A door on the train opened, a green duffel bag landed with a thump beside the tracks and then another fell beside it. A man climbed down, a girl following him, so he turned, smiling, to hold out both hands to help her. She wore a pale wool sweater, cabled and heavy like jumpers from home, and a full skirt. She was bright as a falling leaf catching the air as she jumped down to the ground. So perfectly present and then she laughed when she landed, her long dark hair falling in her eyes, catching her arms around herself, still laughing as she backed away from the tracks towards the woods. The man waved an arm up at the train, and the door closed. Then the train pulled away, leaving the couple standing by the tracks.
He heaved one duffle bag onto his shoulder and tried to take hers as well, but she took it from his hands and slipped her arms through the straps, easing it up onto her back like a rucksack. As she straightened again, I noticed her belly. She must have seen me standing there among the trees because suddenly she froze and stopped smiling. I raised my hand to wave, but she turned away, grabbing his hand, and walking away down the tracks towards the road.
At the bunkhouse again, I changed back into my skirt and blouse, then took a cigarette outside. The wind in the trees sounded like traffic and like the sea. I closed my eyes, listening, and when I opened them, Carole was at the window. She was watching me and, with her short hair tucked behind her ears,
she looked like a woodland creature, or a fairy.
‘You shouldn’t smoke those things, you know.’
‘Yes?’ I wondered if her ears were pointy.
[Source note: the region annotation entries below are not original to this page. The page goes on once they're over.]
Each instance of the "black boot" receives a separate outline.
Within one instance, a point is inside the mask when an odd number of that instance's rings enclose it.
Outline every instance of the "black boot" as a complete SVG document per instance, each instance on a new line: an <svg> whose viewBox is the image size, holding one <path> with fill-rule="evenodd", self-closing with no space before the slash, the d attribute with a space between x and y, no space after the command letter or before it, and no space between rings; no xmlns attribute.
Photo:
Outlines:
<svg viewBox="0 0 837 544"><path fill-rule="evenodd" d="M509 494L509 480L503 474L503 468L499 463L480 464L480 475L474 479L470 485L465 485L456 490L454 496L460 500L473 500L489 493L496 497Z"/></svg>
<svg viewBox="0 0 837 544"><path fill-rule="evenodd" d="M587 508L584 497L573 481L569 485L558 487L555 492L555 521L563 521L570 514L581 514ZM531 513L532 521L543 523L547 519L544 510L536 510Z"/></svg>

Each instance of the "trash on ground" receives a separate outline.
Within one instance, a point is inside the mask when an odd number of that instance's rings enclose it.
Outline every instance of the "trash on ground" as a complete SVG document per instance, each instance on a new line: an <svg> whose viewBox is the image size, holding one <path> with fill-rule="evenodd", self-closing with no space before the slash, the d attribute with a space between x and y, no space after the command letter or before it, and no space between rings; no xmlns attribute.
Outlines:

‘You’re a nurse. You should know better. They don’t really calm you down. That’s a corporate lie. They’re just poison. They’ll fucking tar your baby.’
‘Hmm.’
She was probably right. Right but malevolent. I thought that, if I could help it, I probably wouldn’t invite her to the baptism.
4
From the camp,
May 1969
Dear Mum and Dad,
A long-awaited letter home.
I’m out in the woods now, as you’ll see from the return address. It’s not really the back of beyond – only two hours from Ottawa, which sounds far but isn’t at all by Canadian standards. We’re about that distance from Montreal as well, but the roads here on the Quebec side of the river are fairly poor with all the logging trucks. In the village down the road, there’s a doctor (and a post office) and a hospital only a forty-minute drive away. And our water comes from a tap and I’m not sleeping in a tent. All of which is to say that you needn’t worry.
The folk here are great and really helpful, too. The midwife is a dear and I get a good feeling from her. She works with a sensible combination of science and old wisdom. You’d like her, Mum. She knows her plants and she knows when she needs a textbook and a bottle of disinfectant. Her brother Bas does most of the cooking and everyone has their jobs, but I haven’t found my place yet. I’m sure I’ll be nursing later but so far, it’s been peeling carrots and washing clothes for me. Which suits me fine.
I’m even getting used to the outhouse, too. Ha. It’s not too bad really – the mosquitoes do tend to swarm and it can get a bit fruity but we layer in pine needles and then it’s much fresher. Really.
Okay, enough with the reassurances. I’m sure you will think I’m trying to convince myself as much as you, but be reassured. I am all right.